10 Steps to Raising Amazing Kids

 

 

People have often complemented Stacy and me about our daughter Emily, saying in one manner or another what a great person she is. I have also been told how “lucky” I am to have such a great relationship with her, especially since she is a young adult. We do agree she’s pretty amazing and we are incredibly thankful to be her parents, but the credit is not ours to take – we owe it all to the grace of God.

I feel compelled to share the advice we were given when Emily was young, because we haven’t done anything that someone else didn’t tell us. Stacy and I are so very far from perfect, but we try to do better today than we did yesterday. Neither of us came from a home where we learned how to do this, but thankfully God placed some incredible people in our lives when our daughter was born who mentored us and taught us how to be godly parents.

  1. Teach your child(ren) to love Jesus. Take them to church, talk about God and Jesus at home.  Make sure your children know that Jesus is God and how much He loves them, because Jesus is love.

  2. Make sure your children know how much you love their mommy or daddy. Children learn to love by being loved and seeing love. The most important relationship you have is with your spouse, and your children should not come between you. Take time to go on dates with your spouse. When your children see their parents loving each other, they gain confidence and security.
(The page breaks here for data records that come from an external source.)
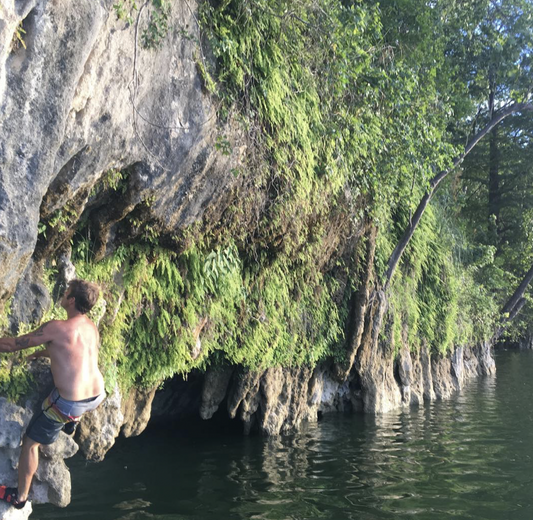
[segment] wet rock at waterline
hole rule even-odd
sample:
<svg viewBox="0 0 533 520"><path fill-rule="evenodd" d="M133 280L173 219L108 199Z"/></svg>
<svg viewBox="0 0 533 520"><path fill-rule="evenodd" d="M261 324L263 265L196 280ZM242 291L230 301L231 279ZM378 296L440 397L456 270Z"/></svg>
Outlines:
<svg viewBox="0 0 533 520"><path fill-rule="evenodd" d="M0 398L0 481L4 485L17 485L17 466L23 432L28 425L32 411L5 398ZM39 469L35 475L30 500L34 504L51 502L59 507L70 503L70 473L64 463L78 451L76 443L61 433L51 446L40 447ZM1 519L27 518L31 505L16 511L0 502Z"/></svg>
  3. Love your children. All the time, no matter what. I know this sounds silly. But how often do we hear about the “terrible twos and threes” or “those teenage years?” When you think these things and say them aloud to yourself and your children, you are telling them what you expect. You are telling your kids that you do not enjoy the time with them, that you do not enjoy them. Look at the time you have with your kiddos as a precious gift, no matter if they are two months, two years, or 16 years. As part of this, spend quality time with each child separately. Go on walks around the block. Take them on dates. Learn who they are by letting them talk and listening to them.

  4. You are raising adults, not children. The end goal is not to have children who leave the home, it is to have adults who are prepared to move forward and be responsible members of society. So, as you teach and train your kiddos have the end goal in mind. Think about the kind of person you like to hang out with and then raise your children to meet that expectation.

  5. Children, not friends. To clarify point 4, while your kiddos are still kiddos, be friendly, loving, enjoy time together, but parents must be in charge. It isn’t time to be friends while they are littles. As they mature into their teen years a friendship can blossom, but parents are still in charge.

  6. Don’t worry about the little stuff. Don’t freak out about stuff that doesn’t matter. While Emily was still very young, Stacy and I discussed what was important and what wasn’t, so we could help each other focus on the right things. Respect (important), hair style or color (not important), wearing a coat (not important). When you determine what is important for your home, then you have established a standard, and along the way, everyone will learn the expectations.

  7. Let them play. Remember, kids learn so much just by playing. Let them use their imaginations. Play with them. Read to them daily. Childish behavior is normal, because they are children. Have fun and let them have fun.

  8. Is the behavior childish or sinful? Expanding on point 7, remember that kiddos are learning, exploring, making up games in their heads, and playing. When they’re running around acting crazy, it is probably childish behavior, not sinful behavior, so treat it as childish and give them grace for being kids. They may need to stop running around due to where they are, but running is not a sin, so don’t treat it as one. But once you have told them to stop, if they do not obey, that is sinful, so deal with that in accordance with your family rules.

  9. Surround yourself with people who have the relationship with their kids and/or adult children that you want with yours. Join a local church and get connected in a Sunday School class or Bible study with other couples who have kids. Learn from each other. Encourage each other. Help each other. Make sure you are spending time with people who are excited to be parents and who truly enjoy spending time with their kids. Look at the kids & young adults who are respectful, polite, and obedient and find out what their parents are doing to get those results. That’s how we learn.

  10. Pray for your children daily. We can do nothing without Jesus and His grace. Pray that your children would turn to Jesus at an early age and dedicate their lives to Him. Pray for His protection over them from the evil one. Pray that your children would have friends who love the Lord and encourage them. Pray for your relationship with your children and seek God’s word as you strive to love your children as He loves you – with patience, compassion, mercy, and grace.

                    Ok, I think that covers the biggest things we learned and everything else just flows from these. Remember, we only have them as kids for a few years and if we want to have them in our lives as adults, then we need to have developed relationships with them along the way. I hope these things help you as much as they have helped us.